▎ 摘　　要

Locating nanoparticles in selected areas via the mixing of two immiscible polymers is widely studied for achieving nanocomposites with next-level performance, however, the formation of a phase-separated domain constructed with nanofillers from entirely miscible molecules is rarely achieved in the literature. Here we demonstrate a method to fabricate a self-constructed bi-continuous phase structure with localized amine-functionalized graphene nanoplatelets (A-GNPs) in a liquid processable multi-component epoxy blend. Atomic force microscopy infrared spectroscopy (AFM-IR) was employed to identify the compositions of the phase -separated microdomains formed during self-assembly by A-GNP in the multi-component epoxy blend, with incorporating 1-(2-aminoethyl) piperazine (AEPIP) found to be the driving force for the formation of the gra-phene microdomains. Nanoindentation measurements show that a Young's modulus of 6.3 GPa for the graphene domain was achieved, which is nearly twice that of the epoxy resin (3.2 GPa).
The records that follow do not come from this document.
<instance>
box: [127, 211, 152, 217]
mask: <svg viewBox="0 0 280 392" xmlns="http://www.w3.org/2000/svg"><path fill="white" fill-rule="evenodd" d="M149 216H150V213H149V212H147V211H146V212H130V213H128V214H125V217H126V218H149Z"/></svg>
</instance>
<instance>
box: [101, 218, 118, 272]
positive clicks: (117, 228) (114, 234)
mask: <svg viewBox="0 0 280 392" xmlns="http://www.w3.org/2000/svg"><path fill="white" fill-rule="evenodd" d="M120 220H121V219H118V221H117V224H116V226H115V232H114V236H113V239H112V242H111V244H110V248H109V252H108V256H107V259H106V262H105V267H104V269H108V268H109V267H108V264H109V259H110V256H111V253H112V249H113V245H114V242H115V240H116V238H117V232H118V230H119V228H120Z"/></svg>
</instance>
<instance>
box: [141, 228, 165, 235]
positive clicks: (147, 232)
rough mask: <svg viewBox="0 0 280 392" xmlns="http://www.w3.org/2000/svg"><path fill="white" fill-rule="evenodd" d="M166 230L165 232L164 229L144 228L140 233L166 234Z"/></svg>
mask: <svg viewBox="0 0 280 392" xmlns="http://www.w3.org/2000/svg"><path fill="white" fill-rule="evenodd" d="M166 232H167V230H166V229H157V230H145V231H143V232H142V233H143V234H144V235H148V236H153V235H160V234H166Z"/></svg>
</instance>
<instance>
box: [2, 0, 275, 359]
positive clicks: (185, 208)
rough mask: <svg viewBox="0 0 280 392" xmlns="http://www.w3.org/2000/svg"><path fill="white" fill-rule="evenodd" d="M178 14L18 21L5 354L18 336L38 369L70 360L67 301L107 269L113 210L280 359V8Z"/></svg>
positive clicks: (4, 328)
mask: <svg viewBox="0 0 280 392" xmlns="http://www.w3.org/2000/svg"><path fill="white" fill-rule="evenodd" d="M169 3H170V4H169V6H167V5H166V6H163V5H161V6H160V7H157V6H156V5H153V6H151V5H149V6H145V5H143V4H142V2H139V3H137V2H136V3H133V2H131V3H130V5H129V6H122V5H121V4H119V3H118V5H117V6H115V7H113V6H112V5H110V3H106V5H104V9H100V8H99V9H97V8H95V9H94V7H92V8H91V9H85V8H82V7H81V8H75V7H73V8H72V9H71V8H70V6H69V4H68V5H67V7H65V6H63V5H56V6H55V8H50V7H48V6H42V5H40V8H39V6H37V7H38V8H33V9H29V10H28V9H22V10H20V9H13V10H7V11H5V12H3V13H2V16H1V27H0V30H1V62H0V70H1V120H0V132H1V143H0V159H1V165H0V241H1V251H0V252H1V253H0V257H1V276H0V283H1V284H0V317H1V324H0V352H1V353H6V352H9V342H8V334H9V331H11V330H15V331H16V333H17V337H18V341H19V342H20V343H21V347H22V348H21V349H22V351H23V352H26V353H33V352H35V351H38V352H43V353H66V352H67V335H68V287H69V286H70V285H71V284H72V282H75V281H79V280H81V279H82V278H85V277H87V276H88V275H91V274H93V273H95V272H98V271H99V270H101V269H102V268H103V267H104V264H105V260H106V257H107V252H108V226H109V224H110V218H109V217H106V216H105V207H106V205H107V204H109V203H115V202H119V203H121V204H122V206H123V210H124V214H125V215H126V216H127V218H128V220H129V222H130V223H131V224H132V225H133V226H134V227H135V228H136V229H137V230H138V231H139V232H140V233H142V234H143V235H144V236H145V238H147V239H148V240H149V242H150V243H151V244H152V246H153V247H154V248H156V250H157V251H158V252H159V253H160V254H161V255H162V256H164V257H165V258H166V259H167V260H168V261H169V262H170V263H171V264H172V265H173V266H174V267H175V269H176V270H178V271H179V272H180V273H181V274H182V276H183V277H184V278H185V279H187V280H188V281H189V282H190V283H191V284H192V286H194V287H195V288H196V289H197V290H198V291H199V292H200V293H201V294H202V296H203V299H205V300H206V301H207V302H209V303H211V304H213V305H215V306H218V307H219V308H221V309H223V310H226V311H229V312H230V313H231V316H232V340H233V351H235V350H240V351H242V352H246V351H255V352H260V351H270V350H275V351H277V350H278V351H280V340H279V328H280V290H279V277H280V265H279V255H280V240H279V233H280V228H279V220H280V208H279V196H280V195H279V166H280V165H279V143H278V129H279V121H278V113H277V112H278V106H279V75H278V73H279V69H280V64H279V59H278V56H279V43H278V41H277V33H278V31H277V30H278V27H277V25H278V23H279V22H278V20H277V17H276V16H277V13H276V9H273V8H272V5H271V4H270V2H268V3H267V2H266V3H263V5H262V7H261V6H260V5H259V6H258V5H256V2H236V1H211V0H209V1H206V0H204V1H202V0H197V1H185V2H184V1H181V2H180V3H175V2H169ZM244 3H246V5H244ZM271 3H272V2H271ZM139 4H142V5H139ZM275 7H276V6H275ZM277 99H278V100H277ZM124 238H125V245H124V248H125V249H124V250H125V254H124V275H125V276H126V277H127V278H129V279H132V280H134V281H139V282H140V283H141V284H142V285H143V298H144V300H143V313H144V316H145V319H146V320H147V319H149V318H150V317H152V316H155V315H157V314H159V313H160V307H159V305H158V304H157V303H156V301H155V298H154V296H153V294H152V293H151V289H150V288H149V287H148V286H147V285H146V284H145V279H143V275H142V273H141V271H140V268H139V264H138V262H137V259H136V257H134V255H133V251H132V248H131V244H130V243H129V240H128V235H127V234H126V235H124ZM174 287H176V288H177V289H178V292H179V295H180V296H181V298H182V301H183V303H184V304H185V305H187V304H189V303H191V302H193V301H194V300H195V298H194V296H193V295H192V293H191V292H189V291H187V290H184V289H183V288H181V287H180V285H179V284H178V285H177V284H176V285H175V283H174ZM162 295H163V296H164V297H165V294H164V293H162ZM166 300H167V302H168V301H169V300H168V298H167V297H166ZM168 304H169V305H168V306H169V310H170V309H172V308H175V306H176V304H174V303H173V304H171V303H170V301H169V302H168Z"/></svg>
Transient thermoreflectance re-sults indicate that the thermal conductivity of nanocomposite with phase-separated graphene domain reached 0.48 W/mK, exhibiting a significant enhancement (70%) when compared to epoxy resin, while maintaining excellent dielectric properties. Overall, this study provides a simple and effective route to fabricate phase -separated microstructure with nanoparticles from a liquid processable nanocomposite blend, which shows the great potential of this promising new approach to fabricate nanocomposite films with excellent performance for microelectronics applications.